Several countries already have a commercial court focusing on international trade disputes. By introducing the NCC, the Dutch legislator intends to prevent parties involved in a major international civil or commercial matter from electing (international) arbitration or a foreign jurisdiction.
Litigation at the NCC and the NCCA will in principle be in the English language. The court judgement will also be rendered in English. Dutch procedural law will be applicable to these proceedings. In case parties want to appeal the NCCA judgement, they need to do so before the Dutch Supreme Court based in the Hague. Proceedings before the Dutch Supreme Court are in the Dutch language. However, the Dutch Supreme Court may, in the event of an unanimous request from the parties, allow that parties file their defence or grounds for appeal in the English language.

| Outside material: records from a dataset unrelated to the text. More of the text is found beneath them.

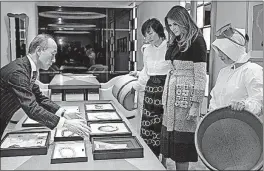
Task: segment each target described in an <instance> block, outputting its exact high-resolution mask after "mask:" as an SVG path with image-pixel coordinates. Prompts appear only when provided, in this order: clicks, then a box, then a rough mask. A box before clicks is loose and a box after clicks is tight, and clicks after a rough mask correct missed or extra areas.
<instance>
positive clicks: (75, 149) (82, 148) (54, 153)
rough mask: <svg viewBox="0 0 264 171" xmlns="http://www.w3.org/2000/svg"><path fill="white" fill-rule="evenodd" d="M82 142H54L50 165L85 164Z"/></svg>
mask: <svg viewBox="0 0 264 171" xmlns="http://www.w3.org/2000/svg"><path fill="white" fill-rule="evenodd" d="M87 161H88V157H87V154H86V147H85V143H84V141H63V142H54V149H53V153H52V156H51V164H56V163H75V162H87Z"/></svg>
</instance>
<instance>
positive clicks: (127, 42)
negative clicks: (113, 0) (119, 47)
mask: <svg viewBox="0 0 264 171" xmlns="http://www.w3.org/2000/svg"><path fill="white" fill-rule="evenodd" d="M115 28H116V29H128V28H129V12H127V13H125V14H124V15H122V16H119V17H117V18H116V23H115ZM115 34H116V37H115V39H116V40H115V42H116V46H115V47H116V48H118V47H117V40H118V39H120V38H124V37H126V38H127V44H126V45H127V47H126V48H127V52H118V51H117V49H115V50H116V52H115V71H128V62H129V51H128V40H129V32H128V31H116V33H115Z"/></svg>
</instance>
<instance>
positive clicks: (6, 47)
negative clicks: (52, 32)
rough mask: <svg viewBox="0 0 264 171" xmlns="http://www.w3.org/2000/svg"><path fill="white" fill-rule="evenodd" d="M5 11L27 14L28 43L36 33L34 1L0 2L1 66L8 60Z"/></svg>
mask: <svg viewBox="0 0 264 171" xmlns="http://www.w3.org/2000/svg"><path fill="white" fill-rule="evenodd" d="M7 13H14V14H20V13H25V14H27V15H28V16H29V26H28V43H30V42H31V41H32V40H33V38H34V37H35V36H36V35H37V21H36V16H37V14H36V6H35V2H29V1H27V2H1V67H2V66H4V65H6V64H8V63H9V62H10V60H9V59H10V58H9V55H10V54H9V51H8V35H7V26H6V23H5V18H6V16H7Z"/></svg>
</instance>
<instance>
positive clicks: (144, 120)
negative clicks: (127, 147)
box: [140, 75, 166, 157]
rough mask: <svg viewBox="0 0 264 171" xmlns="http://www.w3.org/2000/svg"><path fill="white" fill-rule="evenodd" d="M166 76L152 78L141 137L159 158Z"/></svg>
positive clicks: (152, 151)
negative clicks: (163, 104) (163, 95)
mask: <svg viewBox="0 0 264 171" xmlns="http://www.w3.org/2000/svg"><path fill="white" fill-rule="evenodd" d="M165 79H166V75H157V76H150V78H149V80H148V82H147V85H146V88H145V95H144V102H143V103H144V104H143V112H142V120H141V130H140V135H141V137H142V138H143V139H144V141H145V142H146V144H147V145H148V146H149V147H150V149H151V150H152V152H153V153H154V154H155V155H156V156H157V157H158V156H159V154H160V133H161V126H162V117H163V106H162V102H161V100H162V93H163V89H164V83H165Z"/></svg>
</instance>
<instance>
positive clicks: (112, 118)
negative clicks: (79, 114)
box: [85, 111, 122, 122]
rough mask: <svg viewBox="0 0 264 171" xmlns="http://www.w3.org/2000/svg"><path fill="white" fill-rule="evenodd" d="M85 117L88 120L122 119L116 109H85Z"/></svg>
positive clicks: (88, 121)
mask: <svg viewBox="0 0 264 171" xmlns="http://www.w3.org/2000/svg"><path fill="white" fill-rule="evenodd" d="M85 117H86V120H87V121H88V122H105V121H106V122H112V121H122V118H121V117H120V115H119V114H118V113H117V111H98V112H94V111H87V112H85Z"/></svg>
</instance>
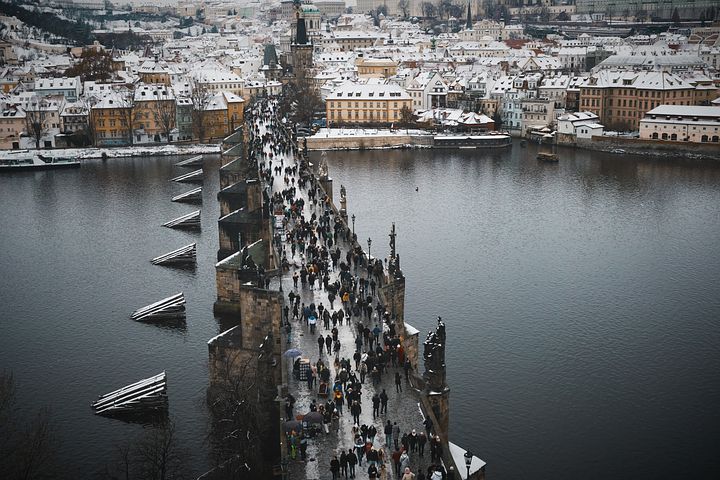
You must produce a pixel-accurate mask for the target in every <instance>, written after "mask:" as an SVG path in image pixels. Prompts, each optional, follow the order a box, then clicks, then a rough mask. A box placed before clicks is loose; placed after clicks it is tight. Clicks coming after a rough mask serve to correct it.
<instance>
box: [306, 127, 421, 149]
mask: <svg viewBox="0 0 720 480" xmlns="http://www.w3.org/2000/svg"><path fill="white" fill-rule="evenodd" d="M432 145H433V135H430V134H428V133H427V132H425V131H423V130H417V129H404V128H403V129H398V130H390V129H380V128H321V129H320V130H318V132H317V133H316V134H315V135H313V136H312V137H307V147H308V150H370V149H388V148H430V147H432Z"/></svg>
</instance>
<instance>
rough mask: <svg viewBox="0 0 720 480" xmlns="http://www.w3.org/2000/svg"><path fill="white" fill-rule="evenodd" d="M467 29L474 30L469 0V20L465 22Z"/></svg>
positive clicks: (468, 14) (465, 21) (466, 27)
mask: <svg viewBox="0 0 720 480" xmlns="http://www.w3.org/2000/svg"><path fill="white" fill-rule="evenodd" d="M465 29H466V30H472V15H471V14H470V0H468V18H467V20H465Z"/></svg>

Pursuant to the legislative proposal, parties will be able to litigate in front of the NCC/NCCA if the following conditions are met:
- the District Court of Amsterdam/Court of Appeal of Amsterdam has jurisdiction over the dispute;
- it concerns a civil or commercial matter within the autonomy of parties that is not subject to the jurisdiction of the Dutch subdistrict court or the exclusive jurisdiction of another chamber or court;
- it concerns an international dispute;
- parties have explicitly agreed to litigate in the English language at the NCC. A document containing such clause or a reference to general terms and conditions containing such clause is sufficient, provided that the specific clause has been explicitly accepted by or on behalf of the other party.

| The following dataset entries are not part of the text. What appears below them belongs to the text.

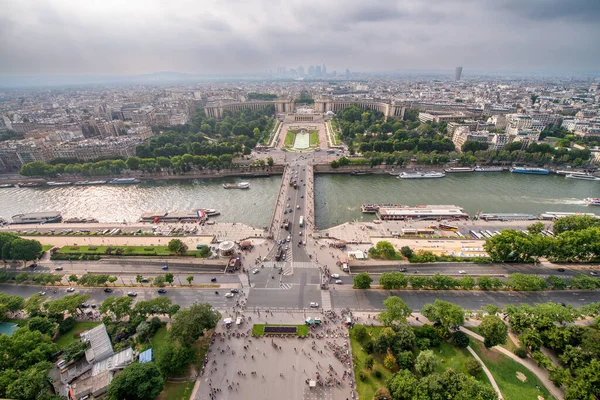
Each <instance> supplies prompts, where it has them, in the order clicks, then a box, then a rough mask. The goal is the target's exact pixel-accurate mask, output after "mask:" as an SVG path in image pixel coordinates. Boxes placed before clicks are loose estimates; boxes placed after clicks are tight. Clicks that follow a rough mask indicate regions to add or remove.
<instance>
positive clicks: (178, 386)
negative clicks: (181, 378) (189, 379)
mask: <svg viewBox="0 0 600 400" xmlns="http://www.w3.org/2000/svg"><path fill="white" fill-rule="evenodd" d="M195 383H196V381H189V382H166V383H165V388H164V389H163V391H162V392H160V394H159V395H158V396H157V397H156V400H188V399H189V398H190V396H191V395H192V391H193V390H194V384H195Z"/></svg>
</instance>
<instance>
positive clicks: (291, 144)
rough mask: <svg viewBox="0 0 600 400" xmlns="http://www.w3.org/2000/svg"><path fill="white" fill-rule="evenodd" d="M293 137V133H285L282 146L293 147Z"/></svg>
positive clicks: (294, 136)
mask: <svg viewBox="0 0 600 400" xmlns="http://www.w3.org/2000/svg"><path fill="white" fill-rule="evenodd" d="M295 137H296V134H294V132H290V131H287V133H286V134H285V141H284V142H283V144H284V145H285V146H290V147H291V146H293V145H294V138H295Z"/></svg>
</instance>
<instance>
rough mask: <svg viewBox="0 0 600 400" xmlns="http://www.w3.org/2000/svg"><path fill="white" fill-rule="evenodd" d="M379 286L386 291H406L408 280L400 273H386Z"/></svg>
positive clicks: (380, 278) (379, 278)
mask: <svg viewBox="0 0 600 400" xmlns="http://www.w3.org/2000/svg"><path fill="white" fill-rule="evenodd" d="M379 284H380V285H381V286H382V287H383V288H384V289H385V290H392V289H404V288H406V286H407V285H408V278H407V277H406V275H404V274H403V273H400V272H384V273H382V274H381V276H380V277H379Z"/></svg>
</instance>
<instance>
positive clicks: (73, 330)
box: [56, 321, 100, 349]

The NCC and NCCA court fees will be higher than the court fees for regular Dutch court cases. In principle the court fee at the NCC will amount to EUR 15,000 and the court fee at the NCCA will amount to EUR 20,000. Nevertheless, according to the explanatory memorandum the proceedings before the NCC and NCCA will provide an attractive alternative for (international) arbitration proceedings as the court fees will still be low in comparison with the average arbitration costs.
The legislative proposal is still under debate in the Lower House, which, according to the explanatory memorandum, already adopted a positive attitude towards the proposal to establish the NCC at the end of 2015. Hopefully the legislative proposal will be adopted by the Lower House before the start of the Christmas recess. Subsequently, the legislative proposal needs to be submitted to the Upper House. If all goes according to plan, litigation at the NCC and the NCCA can actually be realized in the course of 2018.